Analyse UFAPEC 2010 par J. Vieslet

29.10/ Les évaluations externes dans l’enseignement en Communauté française

Introduction

Vous vous souvenez très certainement des examens interdiocésains ou cantonaux que vous aviez passés en fin de sixième primaire. Ces épreuves étaient les prémices des évaluations externes actuelles. Aujourd’hui, ces épreuves ont disparu de notre système d’enseignement pour être remplacées par le CEB. Mais ce n’est pas tout, d’autres épreuves dites «externes» ont fait leur apparition où sont encore à mettre en place, pas seulement en 6ème primaire, mais pour l’ensemble des années de l’enseignement fondamental et secondaire.
 
On entend souvent parler de ce genre d’épreuves sans savoir exactement ce qu’elles sont, pourquoi elles sont mises en places, mais surtout quelle place elles occupent exactement. 

Les évaluations externes, qu’est-ce que c’est ?

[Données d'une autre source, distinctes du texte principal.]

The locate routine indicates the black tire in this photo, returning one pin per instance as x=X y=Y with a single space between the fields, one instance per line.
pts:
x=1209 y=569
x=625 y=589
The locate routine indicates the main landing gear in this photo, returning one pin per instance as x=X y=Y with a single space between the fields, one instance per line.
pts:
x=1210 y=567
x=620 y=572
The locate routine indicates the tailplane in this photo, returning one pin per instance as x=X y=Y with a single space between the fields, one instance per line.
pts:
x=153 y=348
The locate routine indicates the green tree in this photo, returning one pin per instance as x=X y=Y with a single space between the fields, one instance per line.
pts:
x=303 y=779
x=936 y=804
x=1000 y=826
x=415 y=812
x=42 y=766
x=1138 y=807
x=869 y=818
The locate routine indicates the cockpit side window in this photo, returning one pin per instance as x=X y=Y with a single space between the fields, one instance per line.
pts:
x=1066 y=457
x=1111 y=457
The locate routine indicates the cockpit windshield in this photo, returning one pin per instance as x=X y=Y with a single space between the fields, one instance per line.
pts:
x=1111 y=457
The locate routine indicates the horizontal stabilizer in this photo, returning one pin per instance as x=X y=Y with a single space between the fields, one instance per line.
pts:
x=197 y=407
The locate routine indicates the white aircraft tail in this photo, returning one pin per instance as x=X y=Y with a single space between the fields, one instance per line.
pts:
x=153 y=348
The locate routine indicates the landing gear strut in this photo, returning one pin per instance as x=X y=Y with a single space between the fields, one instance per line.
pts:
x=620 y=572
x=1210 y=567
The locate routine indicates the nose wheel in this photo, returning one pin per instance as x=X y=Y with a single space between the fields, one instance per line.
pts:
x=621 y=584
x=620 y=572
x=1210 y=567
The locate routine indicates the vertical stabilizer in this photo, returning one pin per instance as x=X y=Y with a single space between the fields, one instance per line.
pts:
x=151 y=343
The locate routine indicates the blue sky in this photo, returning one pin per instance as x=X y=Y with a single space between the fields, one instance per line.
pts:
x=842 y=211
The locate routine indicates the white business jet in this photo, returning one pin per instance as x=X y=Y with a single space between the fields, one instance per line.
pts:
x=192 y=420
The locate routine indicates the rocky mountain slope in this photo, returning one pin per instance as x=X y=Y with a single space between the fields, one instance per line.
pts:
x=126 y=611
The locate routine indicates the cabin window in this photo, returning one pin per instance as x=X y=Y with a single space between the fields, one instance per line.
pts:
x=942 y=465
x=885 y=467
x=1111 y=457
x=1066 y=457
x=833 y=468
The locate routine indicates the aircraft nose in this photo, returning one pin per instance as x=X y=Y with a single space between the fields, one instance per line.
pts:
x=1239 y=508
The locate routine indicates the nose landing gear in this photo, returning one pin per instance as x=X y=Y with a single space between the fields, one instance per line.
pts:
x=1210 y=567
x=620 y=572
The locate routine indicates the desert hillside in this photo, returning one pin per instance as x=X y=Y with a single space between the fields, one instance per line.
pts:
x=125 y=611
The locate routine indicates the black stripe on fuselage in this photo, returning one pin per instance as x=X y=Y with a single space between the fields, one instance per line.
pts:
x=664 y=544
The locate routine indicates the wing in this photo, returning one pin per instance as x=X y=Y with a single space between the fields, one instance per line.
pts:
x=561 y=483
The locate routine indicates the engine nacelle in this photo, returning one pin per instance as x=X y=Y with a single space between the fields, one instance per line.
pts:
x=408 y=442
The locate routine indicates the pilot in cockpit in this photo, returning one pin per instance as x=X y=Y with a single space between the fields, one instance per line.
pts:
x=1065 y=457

Par évaluations externes, on entend les évaluations des acquis « dont la conception et la mise en œuvre sont confiées à des personnes extérieures à l’équipe éducative d’un établissement scolaire »[1]. Il existe actuellement plusieurs types d’évaluations externes en Communauté française, qu’elles soient obligatoires ou non, certificatives ou non.
 
La première évaluation externe, que tout le monde ou presque connait, est le CEB (Certificat d’Etudes de Base)[2], épreuve qui se déroule à la fin de la 6ème année primaire, sur plusieurs matinées. C’est une épreuve certificative, c’est-à-dire qui entre en compte pour le passage de l’enfant dans l’année supérieure. Le CEB a été mis en place afin de garantir l’équité, et un même niveau d’exigence pour chaque enfant qui se prépare à entrer en première année du secondaire. Toutefois, le jugement local du conseil de classe et de l’enseignant restent importants, notamment en cas d’échec du CEB[3].
 
D’autre épreuves externes sont dites certificatives, comme le CEB, il s’agit du CE1D (en fin de 2ème secondaire) et du Test d’Enseignement Secondaire Supérieur (en fin de 6ème secondaire). Cependant, ces épreuves sont très récentes, et pour l’instant la participation est laissée au choix des pouvoirs organisateurs.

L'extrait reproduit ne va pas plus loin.